Recent Chinese trade data presents a few mysteries, but it generally points to the same conclusions that North Korean price data, reports of wide-scale smuggling and sanctions evasion, and anecdotal observations within the country all indicate. North Korea’s economy appears to be staying above water despite sanctions, even though the scope of its foreign trade is constrained and prospects for sustained growth are slim.
The ongoing COVID-19 epidemic has recently led to the effective closure of North Korea’s border with China and could result in a prolonged drop in trade and in North Korean earnings from Chinese tourism. Even if Pyongyang manages to prevent a major outbreak within its territory, the near-term economic impact of the epidemic might prove far greater than that of an enervated sanctions regime. The next few months may provide a grim natural experiment showing what might happen to the North Korean economy if its economic linkages with China truly begin to be severed.
William Brown estimates that China supplies North Korea with 500,000 to 600,000 tons of crude oil annually; other sources put it at 520,000 tons. UN Security Council Resolution caps crude oil exports to North Korea at 525,000 tons or 4 million barrels per year, tacitly allowing China’s crude oil exports to North Korea to remain steady while prohibiting other crude oil exports.
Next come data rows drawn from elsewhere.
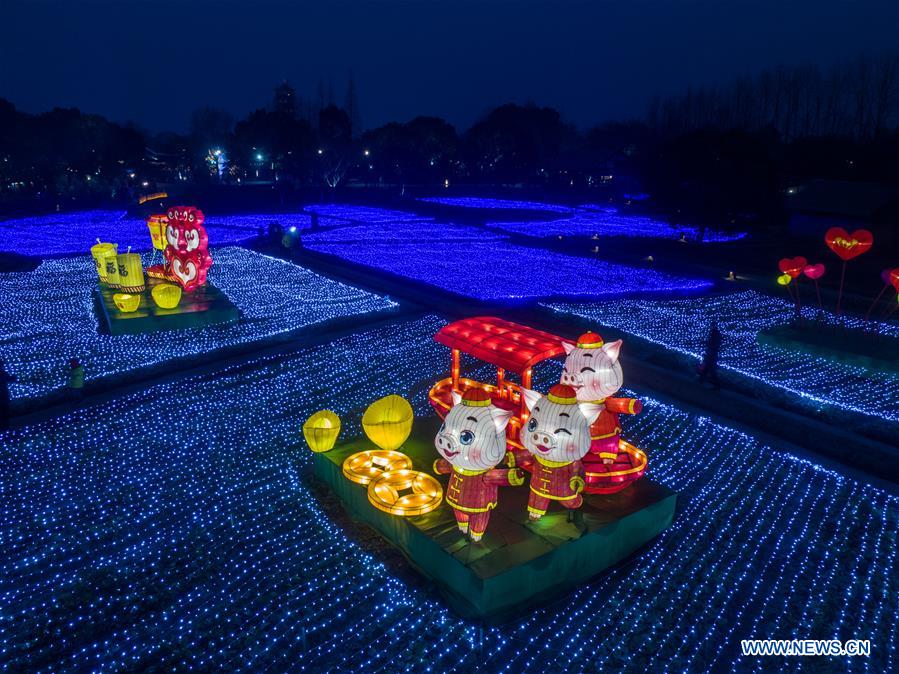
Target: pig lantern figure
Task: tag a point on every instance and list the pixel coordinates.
(593, 371)
(557, 436)
(186, 253)
(471, 442)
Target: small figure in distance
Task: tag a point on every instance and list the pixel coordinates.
(75, 382)
(708, 369)
(5, 378)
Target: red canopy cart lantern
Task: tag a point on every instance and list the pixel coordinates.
(515, 349)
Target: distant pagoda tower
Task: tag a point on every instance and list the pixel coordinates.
(285, 101)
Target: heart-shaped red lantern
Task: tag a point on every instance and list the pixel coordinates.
(813, 271)
(846, 245)
(792, 266)
(894, 278)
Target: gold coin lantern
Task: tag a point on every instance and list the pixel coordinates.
(423, 493)
(126, 302)
(363, 467)
(166, 295)
(321, 431)
(387, 422)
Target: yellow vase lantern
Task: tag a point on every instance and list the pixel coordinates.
(111, 260)
(131, 272)
(100, 252)
(156, 224)
(321, 431)
(387, 422)
(126, 302)
(166, 295)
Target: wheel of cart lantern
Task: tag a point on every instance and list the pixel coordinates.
(363, 467)
(423, 493)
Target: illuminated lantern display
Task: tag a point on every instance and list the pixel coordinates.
(792, 266)
(387, 422)
(847, 246)
(166, 295)
(131, 272)
(157, 224)
(321, 430)
(363, 467)
(100, 251)
(557, 436)
(592, 369)
(186, 254)
(112, 268)
(511, 347)
(424, 493)
(126, 302)
(471, 442)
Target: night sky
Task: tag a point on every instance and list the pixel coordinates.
(154, 62)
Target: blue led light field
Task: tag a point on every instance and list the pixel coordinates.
(47, 317)
(175, 528)
(585, 220)
(682, 326)
(500, 270)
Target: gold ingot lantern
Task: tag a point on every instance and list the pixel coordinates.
(166, 295)
(126, 302)
(131, 272)
(111, 260)
(100, 251)
(321, 431)
(387, 422)
(424, 493)
(156, 224)
(363, 467)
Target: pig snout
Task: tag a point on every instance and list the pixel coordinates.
(543, 440)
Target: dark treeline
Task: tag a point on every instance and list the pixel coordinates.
(718, 155)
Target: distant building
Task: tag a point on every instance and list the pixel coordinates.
(285, 101)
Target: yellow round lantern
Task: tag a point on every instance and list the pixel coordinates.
(156, 224)
(363, 467)
(126, 302)
(424, 493)
(99, 251)
(321, 431)
(387, 422)
(166, 295)
(131, 272)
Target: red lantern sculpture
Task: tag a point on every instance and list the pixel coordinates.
(186, 254)
(471, 442)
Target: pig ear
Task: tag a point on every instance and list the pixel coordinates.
(612, 349)
(500, 418)
(590, 411)
(531, 398)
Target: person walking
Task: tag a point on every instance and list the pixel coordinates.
(76, 379)
(5, 378)
(708, 369)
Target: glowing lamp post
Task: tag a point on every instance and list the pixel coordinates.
(321, 431)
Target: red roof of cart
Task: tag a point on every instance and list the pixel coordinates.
(505, 344)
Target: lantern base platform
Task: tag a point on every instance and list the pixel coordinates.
(206, 305)
(846, 345)
(518, 563)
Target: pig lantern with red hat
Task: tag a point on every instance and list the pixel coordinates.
(593, 371)
(471, 442)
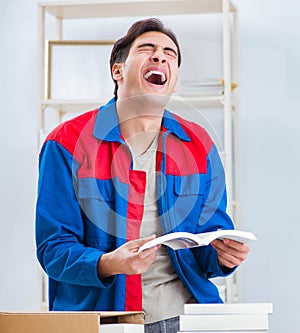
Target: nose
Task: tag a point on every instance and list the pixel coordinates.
(158, 55)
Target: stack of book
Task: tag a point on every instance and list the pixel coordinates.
(208, 87)
(226, 318)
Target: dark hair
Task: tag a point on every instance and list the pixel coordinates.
(122, 46)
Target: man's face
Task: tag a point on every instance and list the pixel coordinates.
(151, 67)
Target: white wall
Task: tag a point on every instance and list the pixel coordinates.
(19, 286)
(270, 49)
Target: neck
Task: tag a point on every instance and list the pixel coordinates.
(139, 121)
(139, 115)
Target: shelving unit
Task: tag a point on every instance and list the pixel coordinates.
(229, 102)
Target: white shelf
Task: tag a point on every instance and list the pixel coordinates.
(177, 102)
(117, 8)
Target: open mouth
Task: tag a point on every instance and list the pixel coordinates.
(155, 77)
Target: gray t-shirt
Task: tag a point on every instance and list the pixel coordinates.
(163, 293)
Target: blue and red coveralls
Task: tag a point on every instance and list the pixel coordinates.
(90, 201)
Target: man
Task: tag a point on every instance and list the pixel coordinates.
(111, 179)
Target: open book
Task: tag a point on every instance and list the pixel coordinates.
(183, 240)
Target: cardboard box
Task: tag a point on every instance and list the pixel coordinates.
(64, 322)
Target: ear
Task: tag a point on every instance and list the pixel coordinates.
(117, 71)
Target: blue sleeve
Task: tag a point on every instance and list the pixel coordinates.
(59, 223)
(214, 215)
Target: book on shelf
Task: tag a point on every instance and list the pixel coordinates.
(183, 240)
(243, 331)
(207, 87)
(224, 322)
(228, 308)
(122, 328)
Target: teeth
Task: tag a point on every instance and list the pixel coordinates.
(162, 75)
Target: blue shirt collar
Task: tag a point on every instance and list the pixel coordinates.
(107, 125)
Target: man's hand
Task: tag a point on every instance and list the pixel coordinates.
(127, 260)
(230, 252)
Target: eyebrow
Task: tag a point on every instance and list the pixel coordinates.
(153, 45)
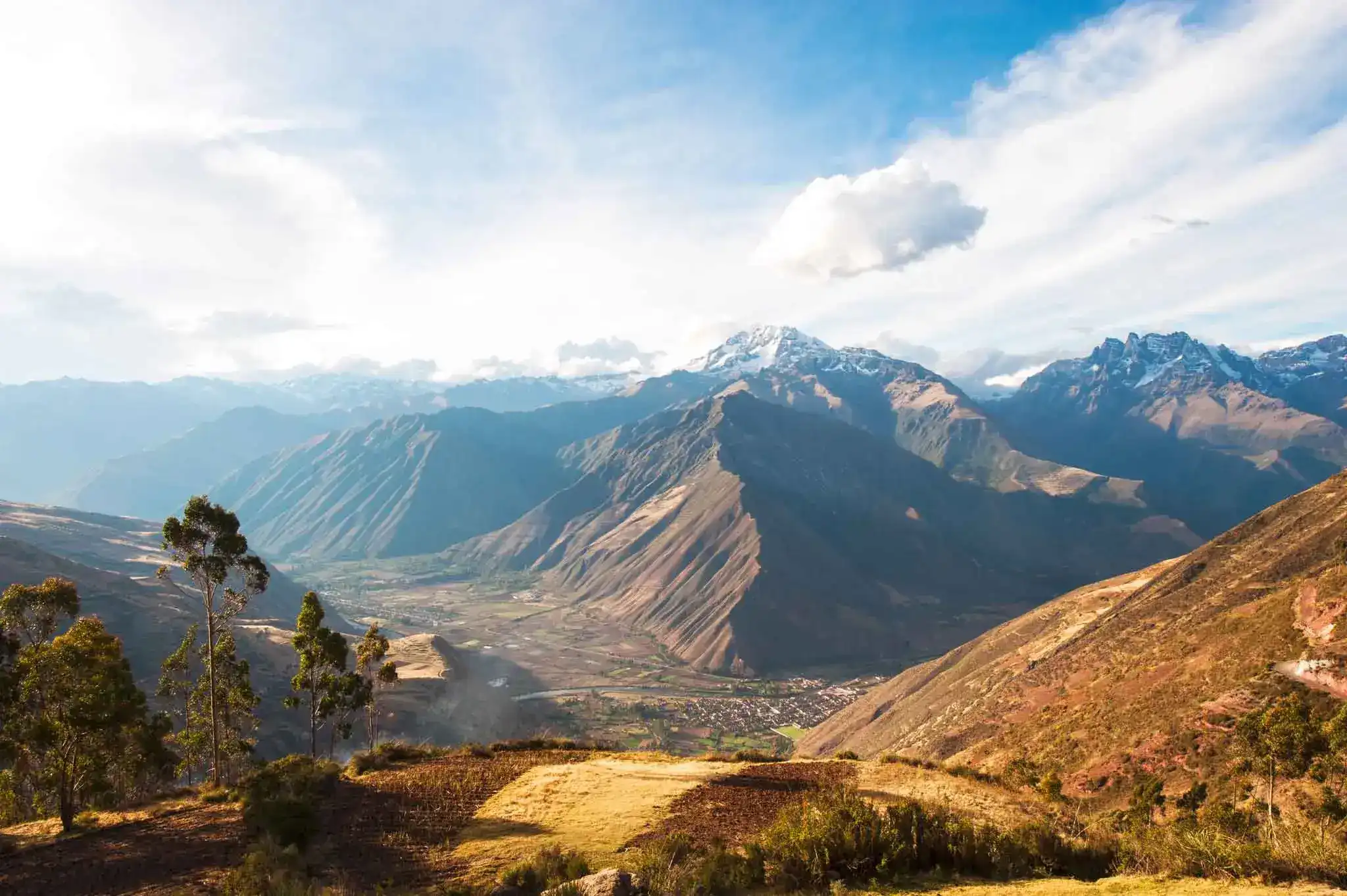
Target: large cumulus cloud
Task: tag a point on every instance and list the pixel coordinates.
(883, 220)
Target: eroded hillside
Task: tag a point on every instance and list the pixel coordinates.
(1127, 665)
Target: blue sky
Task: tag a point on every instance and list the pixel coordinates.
(197, 189)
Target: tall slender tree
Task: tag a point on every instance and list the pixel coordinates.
(378, 672)
(322, 665)
(177, 682)
(210, 551)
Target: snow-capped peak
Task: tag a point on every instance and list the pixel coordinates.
(1308, 360)
(758, 349)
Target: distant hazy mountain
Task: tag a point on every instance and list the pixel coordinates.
(155, 482)
(126, 548)
(739, 529)
(920, 411)
(419, 483)
(1214, 435)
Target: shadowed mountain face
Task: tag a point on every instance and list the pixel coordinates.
(419, 483)
(1215, 436)
(1181, 646)
(744, 531)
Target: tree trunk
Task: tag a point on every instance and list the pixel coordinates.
(210, 677)
(1272, 785)
(313, 724)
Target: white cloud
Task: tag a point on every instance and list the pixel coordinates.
(1015, 380)
(271, 163)
(1149, 168)
(883, 220)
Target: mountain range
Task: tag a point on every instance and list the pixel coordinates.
(779, 502)
(1146, 669)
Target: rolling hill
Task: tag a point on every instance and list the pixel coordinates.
(739, 531)
(1129, 668)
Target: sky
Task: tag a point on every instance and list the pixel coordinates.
(497, 187)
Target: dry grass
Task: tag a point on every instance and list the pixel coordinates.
(592, 807)
(46, 830)
(885, 784)
(1109, 887)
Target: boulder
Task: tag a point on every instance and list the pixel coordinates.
(609, 882)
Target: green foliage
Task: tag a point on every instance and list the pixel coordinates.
(1148, 794)
(672, 866)
(837, 834)
(391, 754)
(378, 674)
(177, 684)
(1280, 739)
(324, 686)
(547, 870)
(270, 870)
(34, 614)
(281, 799)
(212, 552)
(1021, 772)
(1051, 788)
(81, 715)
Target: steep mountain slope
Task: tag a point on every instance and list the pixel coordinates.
(1208, 429)
(1125, 667)
(739, 529)
(418, 483)
(1312, 376)
(153, 483)
(920, 411)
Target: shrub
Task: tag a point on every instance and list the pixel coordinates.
(281, 799)
(542, 743)
(841, 836)
(388, 754)
(216, 795)
(545, 871)
(672, 866)
(268, 871)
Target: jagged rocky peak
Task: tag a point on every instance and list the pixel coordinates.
(758, 349)
(1307, 360)
(776, 348)
(1155, 358)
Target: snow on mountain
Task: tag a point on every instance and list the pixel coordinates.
(1308, 360)
(1155, 360)
(773, 348)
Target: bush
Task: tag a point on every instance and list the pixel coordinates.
(672, 866)
(389, 754)
(841, 836)
(270, 871)
(543, 743)
(547, 870)
(217, 795)
(281, 799)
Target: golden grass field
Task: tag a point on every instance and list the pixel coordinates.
(592, 807)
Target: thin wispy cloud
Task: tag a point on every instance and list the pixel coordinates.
(462, 181)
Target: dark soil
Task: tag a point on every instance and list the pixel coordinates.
(166, 855)
(735, 809)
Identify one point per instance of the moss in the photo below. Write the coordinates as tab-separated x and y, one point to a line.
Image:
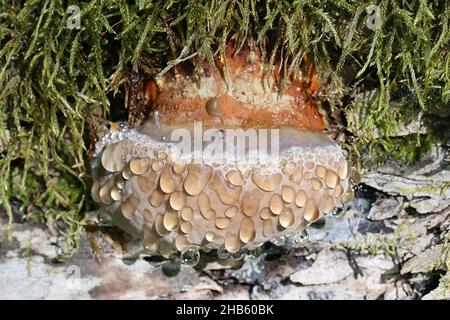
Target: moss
55	82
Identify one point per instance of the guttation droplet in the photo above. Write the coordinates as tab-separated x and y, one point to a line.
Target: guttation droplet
222	253
301	238
191	256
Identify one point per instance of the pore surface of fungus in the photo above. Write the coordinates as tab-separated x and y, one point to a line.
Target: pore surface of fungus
177	200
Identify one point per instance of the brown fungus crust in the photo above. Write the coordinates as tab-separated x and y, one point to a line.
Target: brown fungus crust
176	204
239	90
211	206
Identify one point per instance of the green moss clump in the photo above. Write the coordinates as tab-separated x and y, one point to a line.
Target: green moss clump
55	81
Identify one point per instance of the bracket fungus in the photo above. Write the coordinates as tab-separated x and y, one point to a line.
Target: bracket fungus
177	203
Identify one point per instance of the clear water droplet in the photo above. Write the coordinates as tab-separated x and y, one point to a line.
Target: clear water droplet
278	241
301	238
237	255
191	256
339	211
171	268
256	252
222	253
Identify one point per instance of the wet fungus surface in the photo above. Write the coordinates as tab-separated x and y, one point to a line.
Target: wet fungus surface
177	203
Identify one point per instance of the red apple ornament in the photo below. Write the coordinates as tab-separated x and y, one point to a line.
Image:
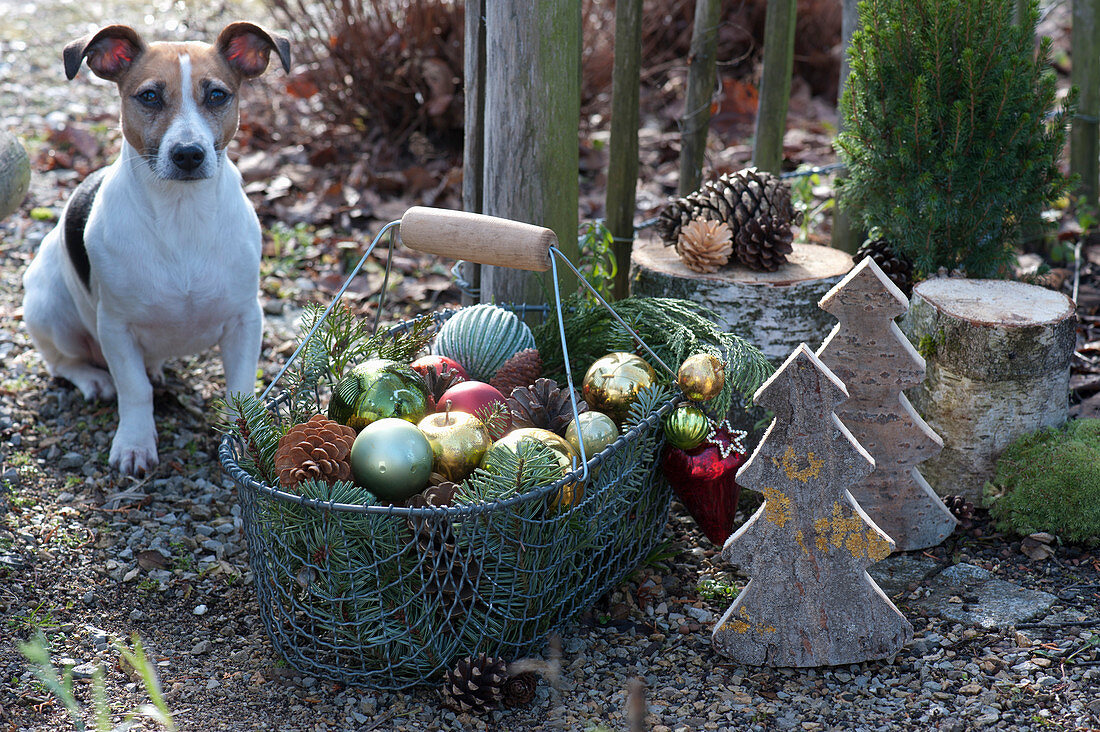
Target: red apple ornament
476	397
440	363
703	480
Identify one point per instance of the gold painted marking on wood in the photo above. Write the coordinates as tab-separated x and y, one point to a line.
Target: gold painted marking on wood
777	507
790	466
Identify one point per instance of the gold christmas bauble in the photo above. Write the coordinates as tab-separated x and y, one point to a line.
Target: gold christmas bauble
568	459
458	441
613	383
595	429
701	377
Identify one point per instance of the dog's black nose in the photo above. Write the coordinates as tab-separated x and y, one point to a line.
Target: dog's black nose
187	157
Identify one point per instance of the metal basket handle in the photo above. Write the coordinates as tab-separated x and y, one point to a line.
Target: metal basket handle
477	238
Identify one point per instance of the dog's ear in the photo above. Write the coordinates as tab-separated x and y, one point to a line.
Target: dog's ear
246	48
110	52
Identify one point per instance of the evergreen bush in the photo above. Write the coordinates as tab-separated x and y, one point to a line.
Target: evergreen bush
1049	481
952	129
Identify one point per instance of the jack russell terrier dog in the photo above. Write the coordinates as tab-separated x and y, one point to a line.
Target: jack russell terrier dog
156	255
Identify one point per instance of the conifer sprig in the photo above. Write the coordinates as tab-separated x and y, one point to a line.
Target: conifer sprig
953	131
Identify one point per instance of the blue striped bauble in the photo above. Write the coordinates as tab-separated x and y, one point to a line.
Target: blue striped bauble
482	338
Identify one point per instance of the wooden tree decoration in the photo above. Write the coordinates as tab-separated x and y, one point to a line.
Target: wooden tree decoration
810	601
876	361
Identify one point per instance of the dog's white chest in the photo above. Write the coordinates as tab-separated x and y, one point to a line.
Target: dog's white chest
182	270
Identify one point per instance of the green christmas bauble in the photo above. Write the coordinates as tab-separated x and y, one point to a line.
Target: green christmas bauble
596	432
686	427
392	459
482	338
613	383
375	390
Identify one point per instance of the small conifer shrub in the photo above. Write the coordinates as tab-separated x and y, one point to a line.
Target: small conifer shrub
1049	481
952	129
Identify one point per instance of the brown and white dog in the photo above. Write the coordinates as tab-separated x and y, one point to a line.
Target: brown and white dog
157	254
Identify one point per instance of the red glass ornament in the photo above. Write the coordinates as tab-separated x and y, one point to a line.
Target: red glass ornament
703	480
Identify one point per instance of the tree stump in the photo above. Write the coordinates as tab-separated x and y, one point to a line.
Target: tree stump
876	361
998	359
774	310
14	173
811	601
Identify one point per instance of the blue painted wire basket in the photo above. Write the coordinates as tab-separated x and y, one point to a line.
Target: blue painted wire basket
391	597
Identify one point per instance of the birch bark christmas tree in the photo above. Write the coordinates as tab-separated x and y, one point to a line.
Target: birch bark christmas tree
876	361
810	601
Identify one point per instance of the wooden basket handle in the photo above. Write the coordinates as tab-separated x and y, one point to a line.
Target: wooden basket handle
477	238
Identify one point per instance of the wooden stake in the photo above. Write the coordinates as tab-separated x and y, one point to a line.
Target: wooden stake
623	163
774	85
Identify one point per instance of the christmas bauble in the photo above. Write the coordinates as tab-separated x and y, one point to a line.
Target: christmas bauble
613	383
686	427
375	390
567	458
458	441
701	377
596	430
440	363
476	397
482	338
392	459
703	480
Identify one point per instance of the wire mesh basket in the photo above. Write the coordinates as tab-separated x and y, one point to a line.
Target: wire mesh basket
339	601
Note that in the monthly figures there are significant seasonal drops in Chinese exports to North Korea every February—a trend that predates the enhanced sanction regime.
Metals, electrical equipment and vehicle exports to North Korea are banned under UNSCR 2397 and defined as all items included under trade codes HS72 – HS89; refined petroleum exports to North Korea are severely restricted under the same resolution.
These imports were a violation of the US Department of the Treasury’s North Korea Sanctions Regulations, but not UN sanctions.
UNSCR 2375’s ban does not define “textiles” with reference to specific trade codes, but international trade standards put footwear and headgear (HS64 – HS67) in a separate category from textiles (HS50 – HS63).
Chinese trade data clearly includes humanitarian exports that have received sanctions exemptions from the UN (goods classified as HS72 – HS89), and, therefore, would likely capture humanitarian exports of food as well.
Items classified under trade codes HS72-89.